Nesta universidade, Nogueira-Neto tornou-se bacharel em Ciências Jurídicas e Sociais pela Faculdade de Direito, em 1945, e depois fez o curso de História Natural, na Faculdade de Filosofia e Letras, o qual ele concluiu em 1959. Além disso, foi professor emérito do Instituto de Biociências, onde também foi um dos fundadores do Departamento de Ecologia Geral.

Ele é integrante da Academia Paulista de Letras desde 1991- veja aqui texto de recepção. Trabalhou em pesquisas sobre o comportamento de abelhas indígenas sem ferrão e publicou livros com estudos na área, e também sobre a criação de animais nativos vertebrados e viagens.  

Paulo Nogueira Neto

Reconhecimento
Ao longo da carreira, o ambientalista recebeu uma série de homenagens. Entre os destaques está o Prêmio Paul Getty, láurea mundial no Campo de Conservação da Natureza, recebido com Maria Thereza Jorge Pádua, em 1981. Além disso, foi eleito duas vezes vice-presidente do programa "O homem e a biosfera (MAB)", da Unesco, e exerceu a presidência dele na sessão de 1983.

A atuação conservacionista fez com que fosse distinguido com a Ordem de Rio Branco (do Brasil) e com a Comenda da Arca Dourada, dos Países Baixos.

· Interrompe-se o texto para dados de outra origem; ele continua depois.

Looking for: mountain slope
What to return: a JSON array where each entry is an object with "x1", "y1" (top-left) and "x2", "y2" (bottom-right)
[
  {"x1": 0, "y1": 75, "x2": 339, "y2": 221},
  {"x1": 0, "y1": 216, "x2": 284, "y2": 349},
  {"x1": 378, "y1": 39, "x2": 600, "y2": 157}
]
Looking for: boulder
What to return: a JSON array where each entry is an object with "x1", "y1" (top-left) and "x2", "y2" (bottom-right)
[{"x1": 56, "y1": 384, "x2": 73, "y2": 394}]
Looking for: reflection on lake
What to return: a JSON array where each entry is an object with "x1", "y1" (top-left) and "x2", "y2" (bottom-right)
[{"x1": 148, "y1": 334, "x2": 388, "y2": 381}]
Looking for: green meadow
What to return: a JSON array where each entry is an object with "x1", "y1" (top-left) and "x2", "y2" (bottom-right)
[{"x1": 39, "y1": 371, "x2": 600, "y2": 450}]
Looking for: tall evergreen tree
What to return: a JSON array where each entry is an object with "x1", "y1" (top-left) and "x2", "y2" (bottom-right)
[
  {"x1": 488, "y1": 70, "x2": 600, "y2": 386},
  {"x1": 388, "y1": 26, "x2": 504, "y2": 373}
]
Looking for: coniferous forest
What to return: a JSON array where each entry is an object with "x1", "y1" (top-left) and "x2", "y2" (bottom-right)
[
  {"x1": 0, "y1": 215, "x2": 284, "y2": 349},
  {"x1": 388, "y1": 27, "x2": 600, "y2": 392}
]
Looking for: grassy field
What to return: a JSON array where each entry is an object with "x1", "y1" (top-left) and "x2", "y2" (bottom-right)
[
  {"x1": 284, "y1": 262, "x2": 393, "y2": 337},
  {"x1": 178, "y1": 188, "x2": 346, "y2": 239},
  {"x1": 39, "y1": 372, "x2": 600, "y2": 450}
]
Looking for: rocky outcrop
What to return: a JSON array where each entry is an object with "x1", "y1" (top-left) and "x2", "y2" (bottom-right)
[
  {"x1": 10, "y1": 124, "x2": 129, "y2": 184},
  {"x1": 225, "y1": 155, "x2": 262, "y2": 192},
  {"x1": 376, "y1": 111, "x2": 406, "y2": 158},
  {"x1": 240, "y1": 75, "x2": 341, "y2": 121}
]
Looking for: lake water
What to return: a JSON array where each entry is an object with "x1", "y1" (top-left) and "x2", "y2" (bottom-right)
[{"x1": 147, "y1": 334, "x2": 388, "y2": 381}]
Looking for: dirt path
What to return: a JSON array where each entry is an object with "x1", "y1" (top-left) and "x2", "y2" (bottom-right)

Já no ano de 1997, ele recebeu o Prêmio Duke of Edinburgh, da WWF Internacional.


Nogueira-Neto foi ainda um dos fundadores da Associação dos Dirigentes Cristãos de Empresa (ADCE), vice-presidente da WWF Brasil e atuou no Conselho Nacional do Meio Ambiente (Conama), no Conselho do Meio Ambiente (Cades) da Prefeitura de São Paulo, no Conselho de Administração da Companhia Ambiental do estado (Cetesb). O ambientalista também foi vice-presidente do International Bee Research Association e membro do Advisory Group do PP-G7.